Writing for The Hindu, Akeel Bilgrami, co-editor of the forthcoming Who’s Afraid of Academic Freedom?, offers a very skeptical view of Modi as either representing any real change for India or hope for its future:
[Narendra Modi] … has the added glamour of the nation’s most exalted office which, suppressing his natural swagger, he has approached with an affectation of humility and express concern for the poor and working people of the country, the very people that the policies and politics he stands for will sink into ever-increasing poverty and insecurity.
These unstintingly negative remarks I have made are intended to recoil from the charitable and hopeful responses that even some of those made anxious by Mr. Modi’s election have resigned themselves to. A belief in democracy requires two things: an acceptance of the upshot of an election and a refusal to blame the electorate if the upshot fills one with dread. Beyond this no graciousness is required, least of all a slackening of the critical powers one brings to assessing the upshot. In particular, there is no reason to surrender to some hope that a deeply tainted victor is going to revise his convictions or his character, simply because of the reality of having to live with his victory. Such realism, like much realism, is better described as complacence. It pacifies the effort and struggle that is called for to oppose what he represents. This pacification was already being advised prior to his election by political commentators who chastised Mr. Modi’s critics as unintelligent for applying the term “fascist,” with its European connotations, to what Mr. Modi represents in the Indian context.
Sumit Ganguly, most recently the co-author of India, Pakistan, and the Bomb: Debating Nuclear Stability in South Asia weighed in with an article in Foreign Affairs. In the piece, “India’s Missing Right: What the BJP’s Victory Says about Indian Politics,” Ganguly examines the history of the Right in India and why the Congress Party has dominated Indian politics since Independence.
He concludes by commenting on what is necessary for Narendra Modi to succeed in India:
Under Narendra Modi, former chief minister of Gujarat, the BJP has filled the vacuum left by the Congress Party. His Hindu nationalist credentials have been commented on at length, as has his success in dramatically boosting the economy of Gujarat, his home state, through the adoption of market-friendly policies and swift decision-making. He has the potential, then, to evolve into an authentically conservative leader. It is evident that he won this election so handsomely not merely because of the rank ineptitude of Congress but also because he sketched out a vision of an economically vibrant India.

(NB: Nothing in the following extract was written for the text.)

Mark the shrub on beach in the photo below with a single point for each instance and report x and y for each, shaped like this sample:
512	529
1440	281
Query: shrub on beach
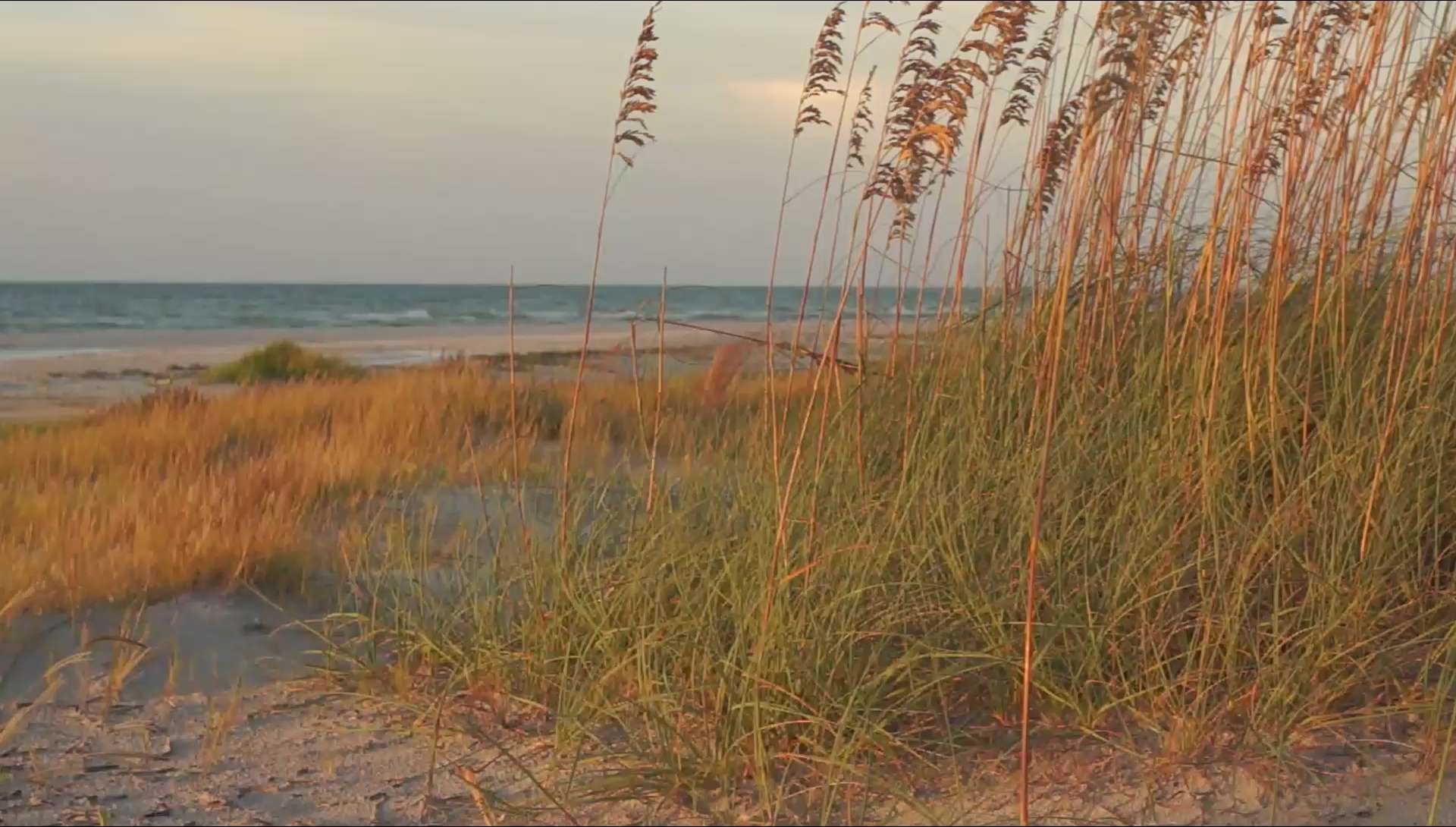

For Modi and the BJP to succeed as a real conservative force, the government must, at a bare minimum, generate economic growth by creating conducive conditions for both foreign and domestic investment, reviving stalled infrastructural policies, and creating a more transparent tax regime — thereby improving the life chances of India’s massive youth population. A party that offers the prospect of prosperity for all may finally provide India’s electorate an attractive alternative to the namby-pamby socialist policies of the past decades.
Meanwhile, to build a truly mass base, the BJP will have to abandon its emphasis on Hindu nationalism. Hinduism, let alone Indian society at large, is far too heterogeneous to be steamrolled into a monolithic political ideology. The BJP tried to pursue such a strategy in the late 1990s when in office and then was dismayed when the public gave it the boot. There is little reason to believe that things would play out differently this time.